On 2014-01-12 1:17 PM, Larry Martell wrote:
> I've been asked to do something that I do not think is possible in SQL.
> I have a query that has this basic form:
> SELECT a, b, c, d, AVG(e), STD(e), CONCAT(x, ',', y) as f
> FROM t
> GROUP BY a, b, c, d, f
> x and y are numbers (378.18, 2213.797 or 378.218, 2213.949 or
> 10053.490, 2542.094).
> The business issue is that if either x or y in 2 rows that are in the
> same a, b, c, d group are within 1 of each other then they should be
> grouped together. And to make it more complicated, the tolerance is
> applied as a rolling continuum. For example, if the x and y in a set
> of grouped rows are:
> row 1: 1.5, 9.5
> row 2: 2.4, 20.8
> row 3: 3.3, 40.6
> row 4: 4.2, 2.5
> row 5: 5.1, 10.1
> row 6: 6.0, 7.9
> row 7: 8.0, 21.0
> row 8: 100, 200
> 1 through 6 get combined because all their X values are within the
> tolerance of some other X in the set that's been combined. 7's Y value
> is within the tolerance of 2's Y, so that should be combined as well.
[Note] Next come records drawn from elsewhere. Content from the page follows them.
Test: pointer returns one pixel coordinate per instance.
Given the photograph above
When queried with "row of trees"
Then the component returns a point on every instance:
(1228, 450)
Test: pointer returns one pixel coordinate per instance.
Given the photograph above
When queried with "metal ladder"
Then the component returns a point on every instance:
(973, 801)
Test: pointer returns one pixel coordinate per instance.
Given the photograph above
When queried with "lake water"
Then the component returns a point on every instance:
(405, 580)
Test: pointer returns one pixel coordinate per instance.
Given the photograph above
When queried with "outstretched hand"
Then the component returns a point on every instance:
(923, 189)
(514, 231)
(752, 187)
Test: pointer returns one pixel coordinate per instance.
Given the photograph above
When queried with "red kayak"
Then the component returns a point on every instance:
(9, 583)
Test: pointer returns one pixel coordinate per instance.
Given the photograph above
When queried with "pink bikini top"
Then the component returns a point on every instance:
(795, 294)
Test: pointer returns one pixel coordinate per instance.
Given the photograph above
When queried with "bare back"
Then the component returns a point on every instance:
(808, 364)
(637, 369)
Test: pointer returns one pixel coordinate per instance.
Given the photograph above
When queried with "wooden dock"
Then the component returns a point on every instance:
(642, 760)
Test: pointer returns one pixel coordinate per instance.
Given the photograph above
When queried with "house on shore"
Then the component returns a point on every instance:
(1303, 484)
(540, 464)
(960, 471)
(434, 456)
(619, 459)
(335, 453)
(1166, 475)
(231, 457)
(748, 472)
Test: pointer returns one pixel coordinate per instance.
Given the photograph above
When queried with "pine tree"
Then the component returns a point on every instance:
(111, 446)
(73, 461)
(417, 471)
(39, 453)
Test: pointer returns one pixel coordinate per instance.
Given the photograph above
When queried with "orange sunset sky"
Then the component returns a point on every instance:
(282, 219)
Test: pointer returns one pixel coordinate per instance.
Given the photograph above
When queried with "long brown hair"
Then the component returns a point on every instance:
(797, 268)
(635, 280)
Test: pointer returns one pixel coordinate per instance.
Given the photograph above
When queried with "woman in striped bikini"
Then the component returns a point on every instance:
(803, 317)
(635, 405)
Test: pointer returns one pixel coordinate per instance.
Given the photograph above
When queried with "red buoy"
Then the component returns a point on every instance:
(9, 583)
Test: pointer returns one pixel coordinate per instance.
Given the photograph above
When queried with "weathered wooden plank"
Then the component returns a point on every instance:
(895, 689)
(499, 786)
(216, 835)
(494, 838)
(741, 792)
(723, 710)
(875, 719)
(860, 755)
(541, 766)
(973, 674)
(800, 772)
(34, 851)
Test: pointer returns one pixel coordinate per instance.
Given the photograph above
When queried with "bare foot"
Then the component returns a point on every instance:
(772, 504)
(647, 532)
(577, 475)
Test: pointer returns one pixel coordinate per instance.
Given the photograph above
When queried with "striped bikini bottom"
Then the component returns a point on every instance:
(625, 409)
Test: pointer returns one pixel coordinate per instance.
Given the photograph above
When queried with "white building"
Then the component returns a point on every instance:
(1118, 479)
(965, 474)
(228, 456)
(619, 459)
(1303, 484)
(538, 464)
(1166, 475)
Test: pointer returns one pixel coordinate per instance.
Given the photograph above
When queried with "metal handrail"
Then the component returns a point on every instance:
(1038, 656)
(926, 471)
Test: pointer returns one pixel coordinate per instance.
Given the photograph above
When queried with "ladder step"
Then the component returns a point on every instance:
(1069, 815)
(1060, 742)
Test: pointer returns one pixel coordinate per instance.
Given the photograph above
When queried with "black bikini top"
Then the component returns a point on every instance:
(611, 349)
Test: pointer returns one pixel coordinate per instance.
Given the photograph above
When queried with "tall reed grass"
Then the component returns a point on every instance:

> 8 is not combined because neither the X or Y value is within the
> tolerance of any X or Y in the set that was combined.
> In python I can easily parse the data and identify the rows that need
> to be combined, but then I've lost the ability to calculate the
> average and std. The only way I can think of to do this is to remove
> the grouping from the SQL and do all the grouping and aggregating
> myself. But this query often returns 20k to 30k rows after grouping.
> It could easily be 80k to 100k rows that I have to process if I remove
> the grouping and I think that will be very slow.
> Anyone have any ideas?
Could you compute the row-to-row values & write them to a temp table,
then run the SQL that incorporates that result column?